Saturday, June 19, 2010

just getting deeper in.

last night was AMAZING! i got to see him and hangout with him again finally. It's just getting harder and harder to let go though. He is leaving in a couple months and I don't need to fall even harder. I realized last night, how bad I am truly going to miss him once he is gone. I realized how bad I really do want him. In the middle of us kissing i just started crying... like seriously, i was balling. I don't know what was wrong with me, I know he was pretty confused as well. He kept asking me what is wrong, but i couldn't even speak. finally I was under control and all that came out of my mouth was "I miss you." He just hugged me tight and kissed my shoulder. I am guessing that means he misses me too?. I can't help but ask myself, is this going to be like last summer again? Is this just going to be another summer romance? I really wish he could see through me, see what I really feel for him. I have told him a million times but i don't think that is enough. He still just doesn't get it. I feel like I am too young to be feeling this way. I feel like older people are reading this saying, "wow, she really has no clue yet." or just thinking I am an idiot. I have just been so confused lately about everything. I need to get things figured this summer. I need to get over my fears, conquer my anxiety and depression, and I need to be happy again.

Sunday, May 9, 2010

Happy Mothers Day!

well its mothers day and i decided to post a poem i wrote for my mom. its called
"Mothers are there"
Mothers are there to warm your heart.
Mothers are there when you're falling apart.
Mothers are then when you get your first bruise.
Mothers are there to make it easy to choose.
Mothers are there to help you know write from wrong.
Mothers are there to sing you a song.
Mothers are there to help you sleep.
Mothers are there for you to keep.
Mothers are there to represent who they are.
But a mother like you won't ever be too far.


so yeahh that was my poem :) and i would just like to say how much i love my mom! she is the best! she does everything for me. she is such a strong women and a wonderful example. thank you mom for the best 17 years of my life! love you!

Saturday, April 3, 2010

Updates!


well i sure have a hard time keeping up with this thing! ha. but anyways might as well update it. sooo the beginning of march i had dance tryouts! and it was sooo much fun! i made dance 3! :) which i am soo excited for! it should be way fun!

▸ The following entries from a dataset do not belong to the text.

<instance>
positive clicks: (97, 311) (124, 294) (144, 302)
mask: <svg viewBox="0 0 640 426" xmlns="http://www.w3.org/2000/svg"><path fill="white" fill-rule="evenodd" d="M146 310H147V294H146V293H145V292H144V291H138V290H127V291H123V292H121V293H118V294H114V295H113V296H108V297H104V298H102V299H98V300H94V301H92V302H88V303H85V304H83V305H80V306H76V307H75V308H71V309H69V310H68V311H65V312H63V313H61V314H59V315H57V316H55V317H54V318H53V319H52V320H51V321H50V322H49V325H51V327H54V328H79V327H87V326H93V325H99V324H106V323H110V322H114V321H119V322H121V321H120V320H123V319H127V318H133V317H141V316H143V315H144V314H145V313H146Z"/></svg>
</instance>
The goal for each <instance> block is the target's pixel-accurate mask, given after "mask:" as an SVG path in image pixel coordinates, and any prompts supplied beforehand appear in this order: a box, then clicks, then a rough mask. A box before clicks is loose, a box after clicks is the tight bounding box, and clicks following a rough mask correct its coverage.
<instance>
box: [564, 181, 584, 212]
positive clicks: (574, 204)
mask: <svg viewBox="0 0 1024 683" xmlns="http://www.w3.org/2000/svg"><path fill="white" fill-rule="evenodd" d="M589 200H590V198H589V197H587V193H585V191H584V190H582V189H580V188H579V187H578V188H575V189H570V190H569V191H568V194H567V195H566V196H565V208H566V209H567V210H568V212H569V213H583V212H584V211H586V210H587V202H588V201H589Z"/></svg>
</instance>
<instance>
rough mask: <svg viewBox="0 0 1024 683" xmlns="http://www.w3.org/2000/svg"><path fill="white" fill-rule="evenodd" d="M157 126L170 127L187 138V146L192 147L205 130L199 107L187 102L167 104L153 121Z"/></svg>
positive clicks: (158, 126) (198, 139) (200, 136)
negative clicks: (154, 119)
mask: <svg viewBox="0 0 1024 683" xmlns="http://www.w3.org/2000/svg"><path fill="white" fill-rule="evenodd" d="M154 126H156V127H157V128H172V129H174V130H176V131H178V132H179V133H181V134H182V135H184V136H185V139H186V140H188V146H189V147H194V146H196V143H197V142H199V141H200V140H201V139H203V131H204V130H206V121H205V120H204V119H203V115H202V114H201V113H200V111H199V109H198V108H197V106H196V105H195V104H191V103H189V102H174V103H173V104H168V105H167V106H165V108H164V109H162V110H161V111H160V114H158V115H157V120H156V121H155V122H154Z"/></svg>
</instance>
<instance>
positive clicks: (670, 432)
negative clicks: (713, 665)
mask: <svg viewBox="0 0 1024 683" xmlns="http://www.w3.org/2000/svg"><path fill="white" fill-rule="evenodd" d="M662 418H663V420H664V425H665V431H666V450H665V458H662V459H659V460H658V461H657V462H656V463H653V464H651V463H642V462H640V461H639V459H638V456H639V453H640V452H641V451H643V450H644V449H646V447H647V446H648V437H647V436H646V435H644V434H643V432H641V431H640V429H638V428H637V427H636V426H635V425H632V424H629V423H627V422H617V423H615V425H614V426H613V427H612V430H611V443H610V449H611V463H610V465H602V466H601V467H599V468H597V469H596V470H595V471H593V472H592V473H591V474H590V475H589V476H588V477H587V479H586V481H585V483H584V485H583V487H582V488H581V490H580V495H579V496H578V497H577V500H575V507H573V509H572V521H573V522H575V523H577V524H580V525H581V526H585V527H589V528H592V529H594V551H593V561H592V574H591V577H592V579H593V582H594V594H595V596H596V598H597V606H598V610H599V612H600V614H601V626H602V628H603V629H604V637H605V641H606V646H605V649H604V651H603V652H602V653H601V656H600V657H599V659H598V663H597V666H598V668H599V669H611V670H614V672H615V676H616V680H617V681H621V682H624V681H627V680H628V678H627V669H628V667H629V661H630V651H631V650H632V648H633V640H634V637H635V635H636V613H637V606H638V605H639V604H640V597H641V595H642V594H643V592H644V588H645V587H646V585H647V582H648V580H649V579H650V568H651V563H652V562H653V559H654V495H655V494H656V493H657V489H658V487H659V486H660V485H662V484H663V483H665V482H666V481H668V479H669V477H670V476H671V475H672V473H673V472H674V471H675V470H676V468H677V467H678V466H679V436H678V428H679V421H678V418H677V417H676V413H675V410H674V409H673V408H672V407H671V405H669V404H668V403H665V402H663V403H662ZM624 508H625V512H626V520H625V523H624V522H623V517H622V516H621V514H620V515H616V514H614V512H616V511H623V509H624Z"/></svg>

3/20 I had prom! wow that was wayy fun! we had it at the La Callie, what a beautiful place that was! i was freaking amazed by it! the picture on the right is me and my date Robert. :)
My birthday was just this last Tuesday (march 30th). I am 17 now! whoot! 1 year away from 18... scary! i have to be responsible now.. ha!
well i gotta poem i would like to show its short, sweet, and to the point! ha it's about a certain someone...
Day by day, i feel you slipping away.
Now there is nothing more i can really say.
I honestly do think i need you this time,
and i hate the feeling of knowing you could have been mine.
But now you're leaving, and it's time for me to think things through.
So with this poem i bid you adieu.
no this poem is not to the guy in the picture with me... ha. it's about someone i am very fond of and used to be very close to. but things fell apart between us, which i always regret everyday! i want him with me all the time! i have never missed someone so much in my entire life. i just wish he would come back to me! but now he's not his girl and I've got my boy drew so i need to move on. he is leaving on his mission soon anyways so i wont see him for 2 years!! thats gonna be really hard for sure! but ohh well, i will see him soon enough.